What to expect when reading bi-polar wife

Thoughts and feelings of living with bi-polar as a wife, mother, and person in the world.

Monday 20 February 2017

It's been 10 years - lets have a review!!!!!

I realised yesterday that it's been pretty much 10 years since I entered secondary care services and first experienced a psychiatrist, cpn's and the whole system of mental health provision. In hindsight, which as we know is a beautiful tool, I could never have imagined the journey I have been on. When they told me at my initial assessment they'd like to keep me in services for a little while to assess my symptoms,  I assumed the whole cycle would take 6 months to a year. I had no inkling that 10 years down the road I would still be turning up at the cedars centre (Not a gentle old peoples home) and sitting in the crappy reception with it's water dispenser and oddly inappropriate magazines. So lets have a recap!

I have taken:
Citalopram
Quetiapine
Abilify
Procyclidine
Propananol
Valporate semi sodium
Lithium
Lamotragine

I have received:
12 sessions of Understanding depression cbt
12 sessions of Understanding low self esteem cbt
3 sessions of exposure therapy (trying not to avoid bleach, glass, knives, boiling water etc. in daily living)
3 sessions of mindfulness (But had to stop as I was so sedated by quetiapine I kept falling asleep; I did come off that stuff.)
5 sessions of family intervention with Ian
1 session of Schema and domain work
5 days respite during crisis
Crisis team intervention twice
A cpn on and off for 2 years - 3 different people
Recovery college courses living with bipolar, anxiety management, comedy and creative writing
6 different psychiatrists
3 manic episodes lasting up to 4 days

What I have done:
Not drank alcohol
Not taken illicit or unprescribed medication
Not actually attempted suicide even though it's been a bit dicey a few times
Asked for help and done what was suggested by professional people
Fought discrimination and stigma
Tried to be unafraid and rooted in faith
Been rigorously honest (Which doesn't always go down so well when your intrusive thoughts tell you to do incredibly random stuff and you share it with your husband!)
Attempted optimism and hope in the darkest of times
Forced myself to parent, show up to the business of living and try really hard to have a recovery centred, solution focused life
Smashed the odd plate and used the C word (By the way Christian friends that wouldn't be the Christ word sadly :) )
Reached out to others and tried to express how it really is for me in the hope that I might be understood


Sometimes I wonder how on earth I have got through it, survived it and am still here to tell the tale. I got fat, got thin, got fat; my hair fell out; I slept all the time then couldn't actually sleep at all. I got a rash that they thought was life threatening.  I had a psychiatrist who told me I was really ill and needed to do nothing except sit and get well, but wrote on my notes that I was in remission and needed no help. Someone told me how to hang myself properly (That was the day of the guy who had tried to remove his eye with a spoon), have been held and prayed for and felt love that is so strong it has kept me wanting to live.
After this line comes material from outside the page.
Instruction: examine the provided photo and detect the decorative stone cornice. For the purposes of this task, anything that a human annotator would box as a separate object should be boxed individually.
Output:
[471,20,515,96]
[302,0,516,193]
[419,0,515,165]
I have run about a work office like an insane person and heard voices.

My mood barometre is bouncy and flutters erratically, but in amongst the peaks and troughs, I am living and engaging and attempting all that boring normal stuff that some people take for granted. Never under estimate the power of the ordinary. And never doubt that God isn't in the very fabric of your every breathe and heartbeat.